Many people in Massachusetts may be struggling with overwhelming debt and looking for relief from their situation. However, concerns over the effects of personal bankruptcy on one's creditworthiness in the future may hold people back from taking the next step, despite the debt relief potential offered by a bankruptcy filing. There are ways that people going through bankruptcy can plan ahead to help ensure the success of their filing.

For many across the United States, personal bankruptcy is far from uncommon. In fact, over 700,000 people filed for bankruptcy in 2017. According to federal law, a bankruptcy filing can remain on a person's credit report for up to 10 years, depending on the type of filing that a person makes. However, the full impact of bankruptcy on a person's credit does not need to linger for the entire period. In one study by LendingTree, analysts found that 65 percent of people who filed for bankruptcy had already achieved a credit score of at least 640 only two years after their initial filing.

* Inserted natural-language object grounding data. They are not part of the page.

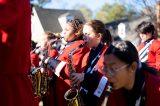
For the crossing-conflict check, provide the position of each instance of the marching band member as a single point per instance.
(133, 83)
(74, 37)
(149, 49)
(92, 81)
(15, 30)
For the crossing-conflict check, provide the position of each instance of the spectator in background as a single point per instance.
(149, 49)
(15, 45)
(133, 82)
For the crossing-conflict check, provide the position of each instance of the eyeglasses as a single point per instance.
(113, 72)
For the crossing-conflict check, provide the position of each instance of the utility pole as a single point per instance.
(158, 18)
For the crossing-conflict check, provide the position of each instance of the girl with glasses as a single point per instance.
(133, 83)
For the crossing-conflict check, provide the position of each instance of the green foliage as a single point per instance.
(87, 13)
(110, 13)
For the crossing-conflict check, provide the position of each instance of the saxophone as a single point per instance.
(72, 95)
(40, 79)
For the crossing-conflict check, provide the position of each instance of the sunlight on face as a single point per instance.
(68, 32)
(120, 77)
(91, 36)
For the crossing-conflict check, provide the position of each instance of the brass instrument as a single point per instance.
(40, 78)
(72, 95)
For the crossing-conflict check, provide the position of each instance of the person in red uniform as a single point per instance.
(15, 39)
(92, 82)
(149, 49)
(133, 83)
(74, 37)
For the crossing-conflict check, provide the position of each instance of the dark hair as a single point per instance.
(145, 27)
(33, 45)
(77, 25)
(124, 50)
(99, 27)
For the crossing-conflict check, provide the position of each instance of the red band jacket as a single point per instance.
(151, 54)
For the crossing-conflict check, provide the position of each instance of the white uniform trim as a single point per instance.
(98, 92)
(59, 68)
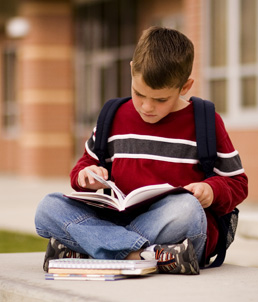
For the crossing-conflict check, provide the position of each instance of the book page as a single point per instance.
(108, 183)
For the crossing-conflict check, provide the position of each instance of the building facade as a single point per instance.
(74, 55)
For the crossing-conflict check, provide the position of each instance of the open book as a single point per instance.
(120, 201)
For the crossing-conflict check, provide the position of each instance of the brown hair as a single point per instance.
(164, 58)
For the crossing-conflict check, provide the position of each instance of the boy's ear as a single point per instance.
(131, 65)
(187, 86)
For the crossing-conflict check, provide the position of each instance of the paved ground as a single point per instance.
(22, 278)
(20, 196)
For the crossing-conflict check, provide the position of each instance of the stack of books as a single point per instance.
(95, 269)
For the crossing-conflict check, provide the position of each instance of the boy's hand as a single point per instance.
(203, 192)
(85, 180)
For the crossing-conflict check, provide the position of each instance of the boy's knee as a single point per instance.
(49, 204)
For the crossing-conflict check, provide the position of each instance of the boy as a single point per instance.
(152, 140)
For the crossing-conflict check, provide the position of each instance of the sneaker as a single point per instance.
(56, 250)
(175, 259)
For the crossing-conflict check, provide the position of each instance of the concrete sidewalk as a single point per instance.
(22, 279)
(20, 197)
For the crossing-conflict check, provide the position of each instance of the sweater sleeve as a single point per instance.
(88, 158)
(230, 185)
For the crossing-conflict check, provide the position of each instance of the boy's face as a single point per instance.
(155, 104)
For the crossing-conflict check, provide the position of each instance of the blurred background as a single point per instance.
(61, 60)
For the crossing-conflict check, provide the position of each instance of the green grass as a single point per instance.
(14, 242)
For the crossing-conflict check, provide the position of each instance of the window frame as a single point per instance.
(236, 116)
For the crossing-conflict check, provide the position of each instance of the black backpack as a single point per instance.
(205, 129)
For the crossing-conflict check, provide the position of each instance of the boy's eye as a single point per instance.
(161, 100)
(138, 94)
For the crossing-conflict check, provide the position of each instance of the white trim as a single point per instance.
(227, 155)
(228, 174)
(154, 157)
(152, 138)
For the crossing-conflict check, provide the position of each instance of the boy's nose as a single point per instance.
(147, 106)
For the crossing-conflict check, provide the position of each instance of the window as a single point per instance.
(9, 93)
(232, 63)
(105, 41)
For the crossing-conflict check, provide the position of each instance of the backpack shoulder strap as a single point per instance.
(205, 129)
(104, 123)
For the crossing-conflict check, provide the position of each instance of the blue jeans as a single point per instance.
(107, 234)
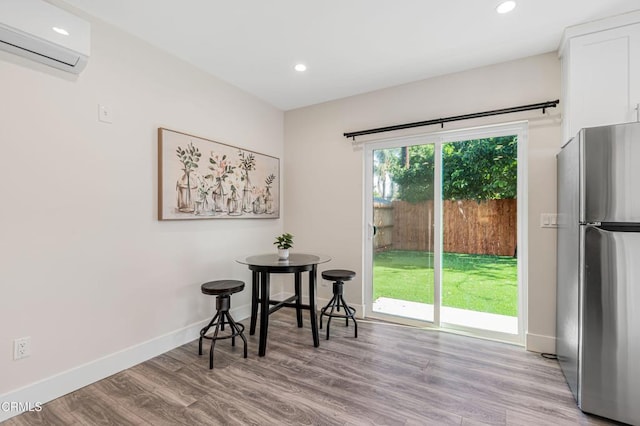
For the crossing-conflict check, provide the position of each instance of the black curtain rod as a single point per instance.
(441, 121)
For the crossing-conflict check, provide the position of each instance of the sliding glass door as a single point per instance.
(443, 230)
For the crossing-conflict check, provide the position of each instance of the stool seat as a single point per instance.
(337, 302)
(222, 289)
(338, 275)
(215, 288)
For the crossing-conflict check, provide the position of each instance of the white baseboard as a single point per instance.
(541, 344)
(68, 381)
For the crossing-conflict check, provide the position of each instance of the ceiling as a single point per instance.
(349, 46)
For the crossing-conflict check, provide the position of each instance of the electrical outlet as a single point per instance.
(21, 348)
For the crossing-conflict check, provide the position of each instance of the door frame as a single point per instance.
(519, 128)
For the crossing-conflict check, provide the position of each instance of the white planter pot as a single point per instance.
(283, 254)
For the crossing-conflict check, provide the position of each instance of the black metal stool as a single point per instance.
(222, 289)
(338, 276)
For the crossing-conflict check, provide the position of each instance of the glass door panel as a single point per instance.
(403, 240)
(479, 234)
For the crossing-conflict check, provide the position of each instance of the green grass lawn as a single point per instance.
(475, 282)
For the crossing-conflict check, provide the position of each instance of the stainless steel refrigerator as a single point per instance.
(598, 281)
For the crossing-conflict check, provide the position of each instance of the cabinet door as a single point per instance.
(604, 71)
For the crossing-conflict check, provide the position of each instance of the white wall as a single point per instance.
(324, 184)
(86, 269)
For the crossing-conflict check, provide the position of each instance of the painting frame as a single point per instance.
(199, 178)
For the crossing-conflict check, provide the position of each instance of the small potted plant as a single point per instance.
(284, 242)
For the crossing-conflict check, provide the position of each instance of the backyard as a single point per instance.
(482, 283)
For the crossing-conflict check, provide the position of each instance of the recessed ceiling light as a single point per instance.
(60, 31)
(506, 6)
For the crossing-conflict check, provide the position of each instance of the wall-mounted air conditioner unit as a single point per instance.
(45, 33)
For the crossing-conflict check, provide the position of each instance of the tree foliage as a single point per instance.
(480, 169)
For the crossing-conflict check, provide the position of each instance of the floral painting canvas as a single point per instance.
(202, 179)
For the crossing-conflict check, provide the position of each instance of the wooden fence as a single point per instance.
(487, 227)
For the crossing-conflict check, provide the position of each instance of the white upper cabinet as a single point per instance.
(601, 73)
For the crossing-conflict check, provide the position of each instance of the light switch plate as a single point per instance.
(548, 220)
(105, 113)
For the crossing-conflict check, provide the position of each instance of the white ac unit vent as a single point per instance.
(40, 31)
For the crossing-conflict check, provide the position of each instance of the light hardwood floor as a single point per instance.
(389, 375)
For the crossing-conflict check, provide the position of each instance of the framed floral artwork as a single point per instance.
(203, 179)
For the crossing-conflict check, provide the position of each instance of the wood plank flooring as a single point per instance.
(389, 375)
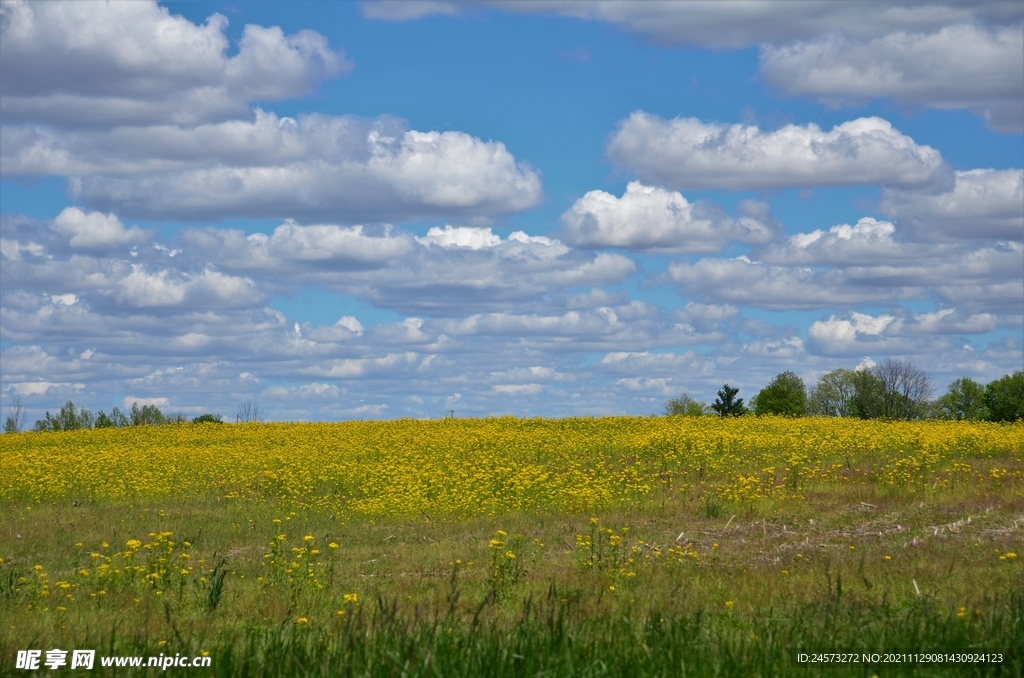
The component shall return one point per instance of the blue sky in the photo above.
(396, 209)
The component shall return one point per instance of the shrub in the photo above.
(684, 406)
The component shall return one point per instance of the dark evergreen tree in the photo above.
(727, 405)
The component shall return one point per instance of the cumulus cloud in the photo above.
(147, 117)
(853, 265)
(956, 67)
(984, 204)
(941, 54)
(95, 230)
(685, 153)
(654, 219)
(113, 64)
(859, 334)
(717, 25)
(312, 168)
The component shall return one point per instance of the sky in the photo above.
(391, 209)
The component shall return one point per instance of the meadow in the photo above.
(506, 547)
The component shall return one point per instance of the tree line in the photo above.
(70, 418)
(891, 389)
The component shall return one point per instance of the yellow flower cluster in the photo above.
(494, 466)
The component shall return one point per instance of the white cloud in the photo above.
(312, 168)
(518, 389)
(727, 25)
(940, 54)
(655, 219)
(956, 67)
(868, 242)
(685, 153)
(473, 239)
(95, 230)
(854, 265)
(984, 204)
(111, 64)
(129, 400)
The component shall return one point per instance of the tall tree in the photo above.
(15, 417)
(685, 406)
(964, 399)
(835, 394)
(727, 405)
(905, 389)
(1005, 397)
(785, 394)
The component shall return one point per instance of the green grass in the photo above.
(680, 584)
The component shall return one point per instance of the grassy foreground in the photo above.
(625, 546)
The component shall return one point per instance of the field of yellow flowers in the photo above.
(699, 541)
(489, 467)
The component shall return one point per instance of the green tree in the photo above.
(116, 419)
(147, 415)
(868, 394)
(835, 394)
(68, 419)
(1005, 397)
(964, 399)
(208, 419)
(727, 405)
(905, 389)
(684, 406)
(15, 417)
(785, 394)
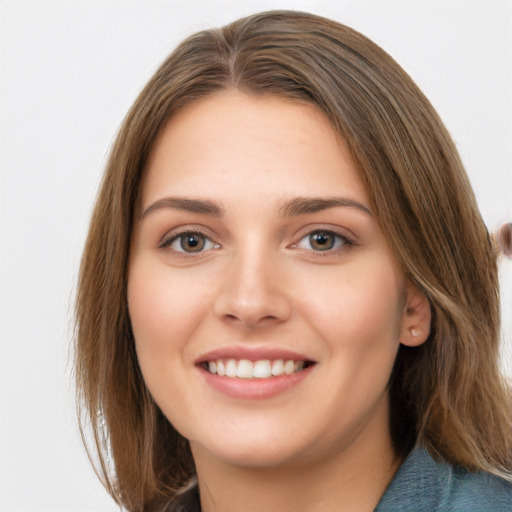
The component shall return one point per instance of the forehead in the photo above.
(263, 143)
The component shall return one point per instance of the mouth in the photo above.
(259, 369)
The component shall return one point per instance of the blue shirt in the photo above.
(424, 485)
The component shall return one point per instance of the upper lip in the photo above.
(252, 353)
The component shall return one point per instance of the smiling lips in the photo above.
(249, 373)
(260, 369)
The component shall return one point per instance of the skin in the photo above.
(260, 283)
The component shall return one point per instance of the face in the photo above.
(266, 306)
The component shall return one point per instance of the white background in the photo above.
(68, 73)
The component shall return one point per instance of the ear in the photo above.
(416, 318)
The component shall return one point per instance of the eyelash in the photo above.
(341, 242)
(174, 237)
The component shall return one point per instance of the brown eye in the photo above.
(191, 242)
(322, 240)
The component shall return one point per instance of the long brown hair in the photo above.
(447, 394)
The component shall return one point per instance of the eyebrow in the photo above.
(291, 208)
(203, 206)
(304, 205)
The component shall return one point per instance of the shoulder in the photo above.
(424, 484)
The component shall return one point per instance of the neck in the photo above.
(352, 479)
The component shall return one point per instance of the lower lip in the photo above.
(254, 389)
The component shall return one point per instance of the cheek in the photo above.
(164, 311)
(360, 308)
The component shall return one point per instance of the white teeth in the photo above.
(289, 367)
(245, 369)
(278, 367)
(231, 368)
(261, 369)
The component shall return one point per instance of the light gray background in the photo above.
(68, 73)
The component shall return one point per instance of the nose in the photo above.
(252, 293)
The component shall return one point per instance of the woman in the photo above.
(288, 299)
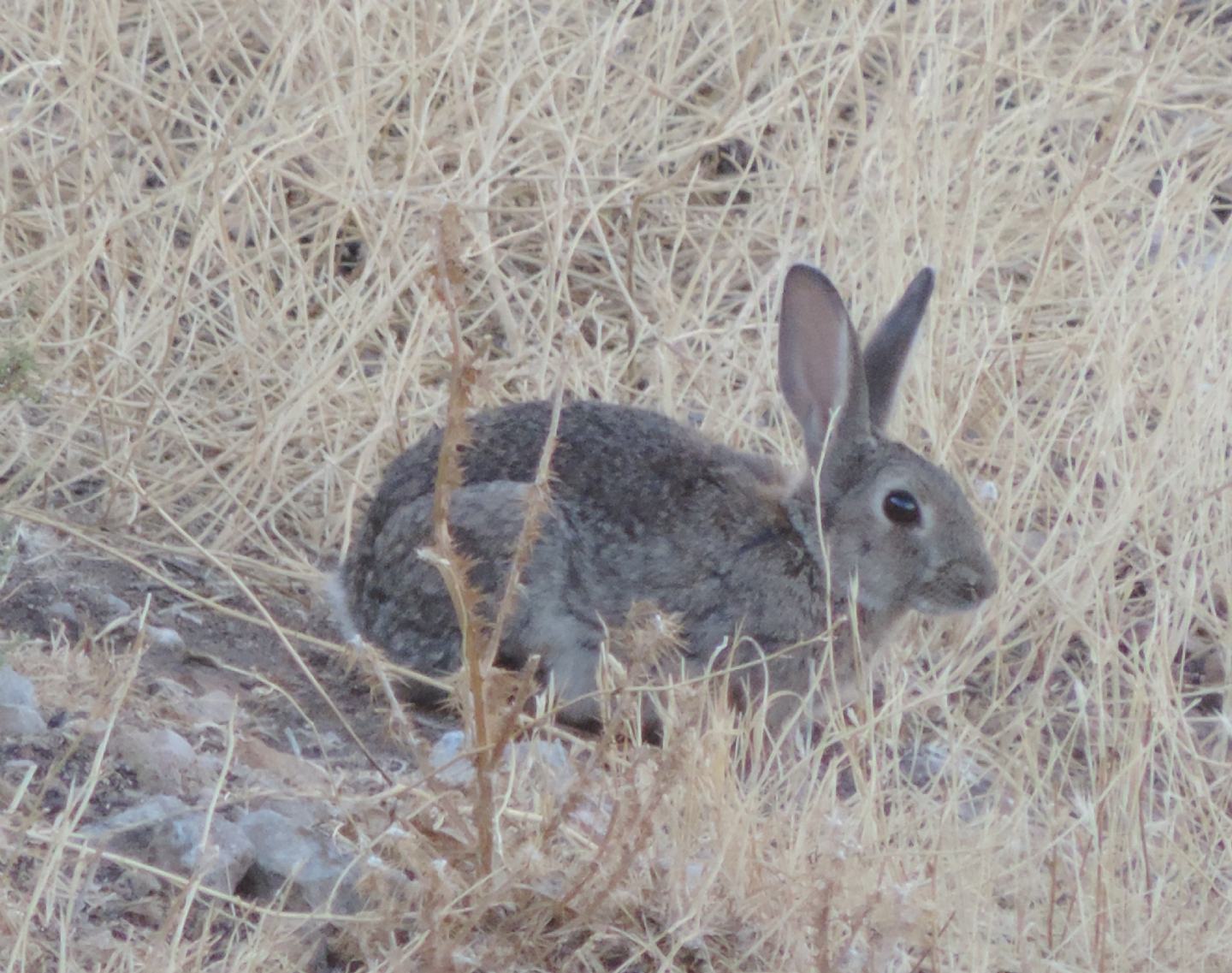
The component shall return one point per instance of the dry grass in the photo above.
(221, 317)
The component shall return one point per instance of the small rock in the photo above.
(162, 759)
(164, 638)
(19, 707)
(168, 834)
(308, 869)
(16, 690)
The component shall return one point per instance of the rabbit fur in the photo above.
(761, 569)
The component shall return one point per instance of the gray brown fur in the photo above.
(647, 510)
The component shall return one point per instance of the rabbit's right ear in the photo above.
(820, 365)
(886, 351)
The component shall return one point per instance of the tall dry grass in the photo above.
(221, 317)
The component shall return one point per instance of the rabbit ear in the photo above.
(820, 365)
(886, 351)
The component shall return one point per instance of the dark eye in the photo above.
(901, 507)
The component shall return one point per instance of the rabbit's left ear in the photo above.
(820, 367)
(887, 350)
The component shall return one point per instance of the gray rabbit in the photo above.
(759, 568)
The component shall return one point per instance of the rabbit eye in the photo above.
(901, 507)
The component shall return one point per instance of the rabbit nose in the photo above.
(976, 583)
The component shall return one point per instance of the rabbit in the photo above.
(761, 571)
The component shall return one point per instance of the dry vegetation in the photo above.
(226, 230)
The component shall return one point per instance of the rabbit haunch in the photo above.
(644, 509)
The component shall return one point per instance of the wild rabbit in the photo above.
(758, 568)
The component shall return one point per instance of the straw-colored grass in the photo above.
(223, 229)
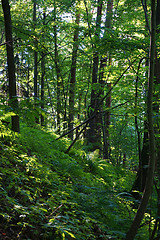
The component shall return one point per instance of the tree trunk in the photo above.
(58, 87)
(149, 182)
(35, 60)
(73, 75)
(11, 64)
(42, 77)
(94, 131)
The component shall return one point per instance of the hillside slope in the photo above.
(47, 194)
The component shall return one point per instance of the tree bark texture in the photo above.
(11, 64)
(73, 75)
(149, 182)
(94, 131)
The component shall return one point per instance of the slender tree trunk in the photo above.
(149, 182)
(58, 90)
(157, 128)
(11, 64)
(35, 59)
(94, 131)
(73, 75)
(42, 77)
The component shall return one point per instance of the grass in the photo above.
(47, 194)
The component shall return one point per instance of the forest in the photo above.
(79, 119)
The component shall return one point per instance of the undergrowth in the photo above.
(47, 194)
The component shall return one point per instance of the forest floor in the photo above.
(47, 194)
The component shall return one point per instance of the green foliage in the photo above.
(47, 194)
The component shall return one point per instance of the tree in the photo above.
(11, 65)
(73, 74)
(149, 182)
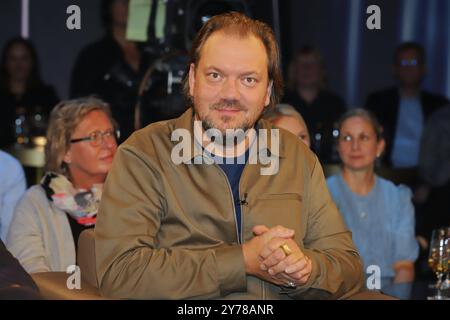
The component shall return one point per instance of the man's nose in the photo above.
(230, 89)
(355, 144)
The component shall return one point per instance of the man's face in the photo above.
(230, 85)
(409, 69)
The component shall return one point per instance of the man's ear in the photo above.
(68, 157)
(191, 79)
(268, 93)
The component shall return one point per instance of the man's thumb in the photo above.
(260, 229)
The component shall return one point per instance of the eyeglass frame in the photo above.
(114, 133)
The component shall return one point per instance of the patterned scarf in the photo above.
(82, 205)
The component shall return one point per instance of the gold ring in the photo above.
(287, 251)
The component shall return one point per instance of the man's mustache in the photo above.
(228, 104)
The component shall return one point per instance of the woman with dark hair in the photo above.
(23, 95)
(379, 214)
(111, 67)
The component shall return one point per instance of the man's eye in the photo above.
(214, 76)
(249, 80)
(347, 138)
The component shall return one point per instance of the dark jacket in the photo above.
(385, 105)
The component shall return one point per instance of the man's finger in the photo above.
(260, 229)
(278, 232)
(270, 247)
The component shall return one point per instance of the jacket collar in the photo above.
(186, 122)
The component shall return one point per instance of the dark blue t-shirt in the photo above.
(233, 170)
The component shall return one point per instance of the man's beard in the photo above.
(208, 122)
(228, 133)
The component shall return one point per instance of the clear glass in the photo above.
(438, 260)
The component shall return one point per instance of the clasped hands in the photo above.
(272, 255)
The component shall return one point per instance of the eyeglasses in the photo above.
(96, 137)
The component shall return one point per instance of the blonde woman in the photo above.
(81, 143)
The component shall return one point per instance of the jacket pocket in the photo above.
(280, 196)
(273, 209)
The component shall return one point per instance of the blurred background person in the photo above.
(25, 100)
(434, 170)
(112, 67)
(379, 214)
(403, 110)
(50, 217)
(307, 92)
(12, 189)
(15, 283)
(285, 116)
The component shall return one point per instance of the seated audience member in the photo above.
(173, 225)
(403, 110)
(11, 190)
(23, 95)
(307, 92)
(15, 283)
(379, 214)
(81, 143)
(285, 116)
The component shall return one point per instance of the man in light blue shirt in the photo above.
(405, 151)
(12, 187)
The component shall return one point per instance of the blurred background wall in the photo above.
(358, 60)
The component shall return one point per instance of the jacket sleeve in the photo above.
(14, 186)
(131, 264)
(24, 239)
(336, 265)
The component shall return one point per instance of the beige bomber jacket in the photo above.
(168, 231)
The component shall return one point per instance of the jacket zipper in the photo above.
(232, 202)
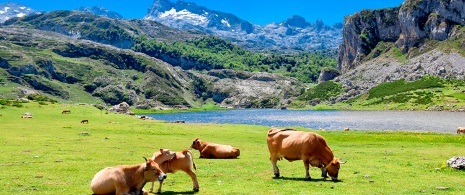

The speed of financial recovery from bankruptcy can vary, and a person can take action in order to enhance their financial health. Using a secured credit card after the bankruptcy has been discharged can help a person to accumulate positive credit. Signing up for a credit monitoring service can also help people to track their credit score and ensure it continues in an upward direction. Finally, it is important to manage future debt and avoid overspending to keep one's credit healthy in the future.

Personal bankruptcy can be an important step to discharge debt and emerge from an endless cycle of collection calls and insurmountable bills. A bankruptcy lawyer may be able to help a debtor file for bankruptcy and move through the process successfully, discharging their debts and preparing for a new, positive financial future.